The U.S. Department of Education’s Effective Educator Development (EED) Division recently hosted a special Powered by Teach to Lead event, called Reimagining Our Investments for Strengthening Educator Effectiveness. The event focused on strengthening educator effectiveness within PK-12 school districts and educational organizations. Held in Orlando, Florida, October 7th–9th, it included schools, districts, county school systems, universities, and state education agencies from 13 states.
A Critical Friend for a Texas Independent School District
Westat Senior Study Director, Sherelle Foust, MS, represented the Region 14 Comprehensive Center and served as a Critical Friend (thought partner) to Somerset Independent School District (ISD), a rural district in Texas.
To participate in the event, Somerset ISD submitted an application that included a title, topic, problem of practice, root cause, and draft strategies and outcomes. Over the course of 3 days, Ms. Foust used her subject matter expertise in teacher recruitment planning and strategy to facilitate sessions on logic model development and refinement with the Somerset ISD leadership team.

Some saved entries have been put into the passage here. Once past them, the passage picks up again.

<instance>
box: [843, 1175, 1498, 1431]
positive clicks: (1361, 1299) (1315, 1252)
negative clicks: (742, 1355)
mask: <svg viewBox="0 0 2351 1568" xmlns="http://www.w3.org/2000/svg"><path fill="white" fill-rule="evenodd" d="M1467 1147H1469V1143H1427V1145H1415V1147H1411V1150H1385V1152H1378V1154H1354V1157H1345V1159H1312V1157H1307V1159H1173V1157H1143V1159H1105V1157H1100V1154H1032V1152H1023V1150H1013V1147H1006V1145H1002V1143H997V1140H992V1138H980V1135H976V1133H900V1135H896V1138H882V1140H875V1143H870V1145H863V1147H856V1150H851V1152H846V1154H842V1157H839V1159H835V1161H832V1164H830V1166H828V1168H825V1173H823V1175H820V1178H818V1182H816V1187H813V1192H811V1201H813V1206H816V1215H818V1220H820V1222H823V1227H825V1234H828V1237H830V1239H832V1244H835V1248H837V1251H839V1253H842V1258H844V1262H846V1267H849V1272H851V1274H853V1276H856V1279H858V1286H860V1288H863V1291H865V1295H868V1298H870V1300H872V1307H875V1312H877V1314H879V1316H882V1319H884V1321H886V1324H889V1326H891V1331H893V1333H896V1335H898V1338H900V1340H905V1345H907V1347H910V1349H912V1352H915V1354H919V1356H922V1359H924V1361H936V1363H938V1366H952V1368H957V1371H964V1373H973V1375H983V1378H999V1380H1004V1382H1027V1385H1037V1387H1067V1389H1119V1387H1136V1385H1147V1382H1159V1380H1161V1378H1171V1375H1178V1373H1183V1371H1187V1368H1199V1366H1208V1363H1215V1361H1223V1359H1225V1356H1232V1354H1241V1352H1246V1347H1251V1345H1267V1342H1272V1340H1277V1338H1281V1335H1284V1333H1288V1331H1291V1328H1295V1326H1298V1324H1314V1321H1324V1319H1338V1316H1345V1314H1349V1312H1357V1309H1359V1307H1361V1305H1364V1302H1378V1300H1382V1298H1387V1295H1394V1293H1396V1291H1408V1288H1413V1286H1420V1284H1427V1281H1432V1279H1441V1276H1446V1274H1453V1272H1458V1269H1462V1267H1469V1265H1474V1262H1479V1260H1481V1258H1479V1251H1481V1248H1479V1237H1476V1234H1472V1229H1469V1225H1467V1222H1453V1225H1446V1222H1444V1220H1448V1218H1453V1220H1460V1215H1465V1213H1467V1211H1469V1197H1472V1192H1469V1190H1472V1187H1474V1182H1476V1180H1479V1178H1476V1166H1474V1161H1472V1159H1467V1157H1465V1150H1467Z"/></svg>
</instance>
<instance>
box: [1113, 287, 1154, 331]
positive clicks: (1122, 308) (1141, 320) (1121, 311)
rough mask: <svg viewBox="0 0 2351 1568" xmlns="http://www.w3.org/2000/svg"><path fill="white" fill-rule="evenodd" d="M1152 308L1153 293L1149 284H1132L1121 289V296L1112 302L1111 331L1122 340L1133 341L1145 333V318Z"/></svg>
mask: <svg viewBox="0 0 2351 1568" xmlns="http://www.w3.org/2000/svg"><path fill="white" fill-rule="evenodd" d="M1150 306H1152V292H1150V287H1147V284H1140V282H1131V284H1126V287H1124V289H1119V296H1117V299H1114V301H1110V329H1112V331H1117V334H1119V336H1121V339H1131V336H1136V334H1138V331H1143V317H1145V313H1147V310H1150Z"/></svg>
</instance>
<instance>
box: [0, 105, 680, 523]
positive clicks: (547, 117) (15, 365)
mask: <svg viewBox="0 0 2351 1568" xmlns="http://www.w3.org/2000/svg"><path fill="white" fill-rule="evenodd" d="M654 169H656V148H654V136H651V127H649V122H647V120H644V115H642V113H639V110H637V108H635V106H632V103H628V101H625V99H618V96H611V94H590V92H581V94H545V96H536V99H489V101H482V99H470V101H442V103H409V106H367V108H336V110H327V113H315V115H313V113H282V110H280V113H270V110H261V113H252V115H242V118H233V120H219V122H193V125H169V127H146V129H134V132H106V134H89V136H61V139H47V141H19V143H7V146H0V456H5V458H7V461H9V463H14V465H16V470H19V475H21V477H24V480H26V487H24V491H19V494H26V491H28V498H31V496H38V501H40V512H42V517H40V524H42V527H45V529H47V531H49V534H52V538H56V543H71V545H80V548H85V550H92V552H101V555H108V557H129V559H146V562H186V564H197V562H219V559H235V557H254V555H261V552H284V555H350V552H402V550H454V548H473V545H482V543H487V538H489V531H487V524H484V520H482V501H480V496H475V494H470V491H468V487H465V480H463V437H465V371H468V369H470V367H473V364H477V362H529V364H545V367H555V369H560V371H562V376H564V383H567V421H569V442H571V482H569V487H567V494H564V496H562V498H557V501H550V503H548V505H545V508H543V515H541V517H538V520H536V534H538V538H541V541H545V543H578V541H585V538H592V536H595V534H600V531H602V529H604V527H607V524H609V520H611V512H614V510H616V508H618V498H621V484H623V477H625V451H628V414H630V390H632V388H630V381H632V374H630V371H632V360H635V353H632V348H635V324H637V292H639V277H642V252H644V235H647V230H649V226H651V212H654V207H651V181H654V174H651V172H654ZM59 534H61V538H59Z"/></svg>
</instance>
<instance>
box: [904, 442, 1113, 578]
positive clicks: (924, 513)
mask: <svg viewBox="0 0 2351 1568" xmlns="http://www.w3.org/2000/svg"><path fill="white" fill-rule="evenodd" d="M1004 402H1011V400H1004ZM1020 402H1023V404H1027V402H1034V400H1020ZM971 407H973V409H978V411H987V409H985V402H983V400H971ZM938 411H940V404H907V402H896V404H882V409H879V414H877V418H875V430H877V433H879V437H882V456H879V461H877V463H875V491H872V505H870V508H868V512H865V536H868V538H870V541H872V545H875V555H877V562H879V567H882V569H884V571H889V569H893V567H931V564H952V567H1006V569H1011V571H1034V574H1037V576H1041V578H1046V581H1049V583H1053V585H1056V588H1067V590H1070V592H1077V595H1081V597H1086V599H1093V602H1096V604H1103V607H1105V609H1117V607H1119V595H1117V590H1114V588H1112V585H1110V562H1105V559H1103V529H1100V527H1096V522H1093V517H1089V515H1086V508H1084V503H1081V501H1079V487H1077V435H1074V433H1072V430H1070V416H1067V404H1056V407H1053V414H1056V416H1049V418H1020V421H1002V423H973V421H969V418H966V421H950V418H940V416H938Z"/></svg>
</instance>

Somerset ISD left the event with an implementation-ready logic model focused on strategic teacher recruitment and retention, and a refined framework for their project, including strategies and specific activities, which was strengthened by the Critical Friend conversations facilitated by Ms. Foust.
(Left to Right) Sherelle Foust, Effective Instruction Lead, Region 14 Comprehensive Center; Kriesti Bunch, Chief Academic Officer, Somerset ISD; Sheila Collazo, Associate Superintendent, Somerset ISD; Rose Chapa, Senior Instructional Coordinator, Somerset ISD; Teresa Sellers, Master Teacher, Somerset ISD; Mario Goff, Senior Instructional Coordinator, Somerset ISD.
Building Trust to Uncover Root Cause
A Critical Friend conversation requires mutual trust between all parties to ensure discussions are honest, confidential, and productive. “The Somerset team and I were able to quickly connect around our passion for students, shared experiences in Texas, and high energy and belief in working hard to get to positive student outcomes,” Foust said. “The solid unity and strong work ethic of the Somerset team were evident and helped to create synergy.”
Ms. Foust led the team through specific steps to reflect on their proposed project, such as understanding team member roles, identifying possible gaps, and evaluating if the initial problem was truly the problem that needed to be solved. Moving deeper, the next conversations investigated root causes and alignment of outcomes and strategies. Sheila Collazo, MEd, Associate Superintendent at Somerset ISD, shared the benefits of the Critical Friend framework, noting, “Throughout the process, [Ms. Foust] stayed true to the role by actively listening, reserving judgment, challenging assumptions, asking thought-provoking questions, and consistently advocating for our successes, which, in turn, fueled momentum.”
As a result of the conversations, the team discovered the initial project title and topic were not representative of the problem and root causes, which allowed for in-depth discussion about how to revise the plan to better reflect the district’s needs.
Sustainable Capacity-Building in Action
The event also provided opportunities for Somerset ISD’s team to workshop their plan through peer consultancy, gallery walks, and learning sessions. The Critical Friends provided instruction on protocols, encouraged dialogues to dig deeper into the problems of practice presented by each team, and offered professional input based on subject matter expertise.
Somerset ISD’s representatives left the event with a fully developed logic model and the ability to replicate the capacity-building process through strategic peer consultancy steps. The goal of the conference was not to provide answers for the problem of practice, but for the team to work through the process of answering strategic questions together and discovering their own answers.
The capacity-building process was key to Somerset ISD’s experience at the event and what they will take back to their district. As Ms. Collazo noted, “[Ms. Foust’s] feedback was tied to elevating the work, looking at information from varied perspectives, and moving toward organizational outcomes that would ultimately benefit students.” As a result of the event and the collaborative support from Ms. Foust, Somerset ISD is better prepared to implement their plan and to make a positive impact for educators and students in their schools and community.